1. Ceiling fan blades
Dust settles on top of the fan blades where it sits, unnoticed. As soon as you turn on the fan, the spinning blades spread mites and dust all over the room, notes Susan Raschal, a board-certified allergist and immunologist with Family Allergy & Asthma in Chattanooga, Tennessee.
The more dust and allergens on your surfaces, the higher the likelihood you’ll experience symptoms like a stuffed nose, itchy eyes or scratchy throat, she adds.
Skip the feather duster, which will cause dust to fall onto the surfaces below and use a wet cloth or disinfecting wipe to remove dust from the fan blades.
2. Refrigerator crisper
You wash the produce that comes out of the crisper drawer but what about the bin itself? Research found that refrigerators are breeding grounds for bacteria like staphylococcus, E. coli and listeria.
Remove the drawer from the refrigerator and clean it out with soap and water; let it air dry before putting it back in the refrigerator. If food has rotted in the drawer, the Centers for Disease Control and Prevention recommends wiping it out with a combination of equal parts vinegar and water.
3. Cutting board
Wiping down the cutting board isn’t enough to keep bacteria, mold and yeast from raw meat and vegetables from multiplying on its surface.

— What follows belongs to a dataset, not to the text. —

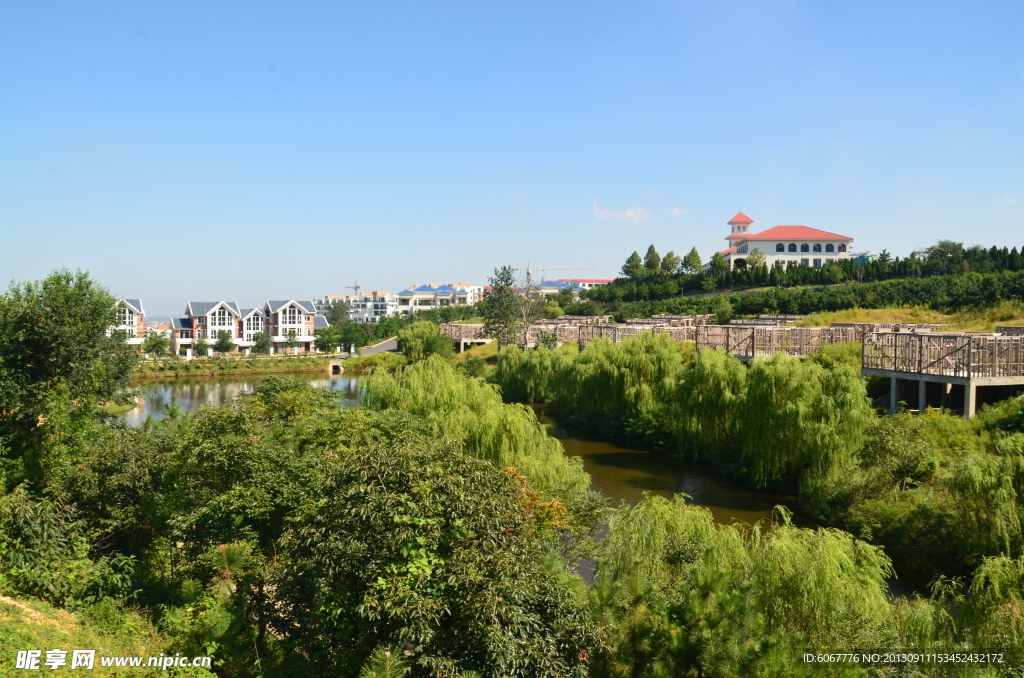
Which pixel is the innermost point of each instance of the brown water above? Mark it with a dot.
(621, 473)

Pottinger recommends using separate cutting boards for meat and vegetable preparation and washing them after each use. For the best results, skip handwashing and put cutting boards in the dishwasher and choose the “sanitizing” cycle to kill bacteria.
“These cycles have higher heat and longer drying times,” he says. “Even in standard cycles, the water is so hot … and the scrub is so aggressive that it should do the trick.”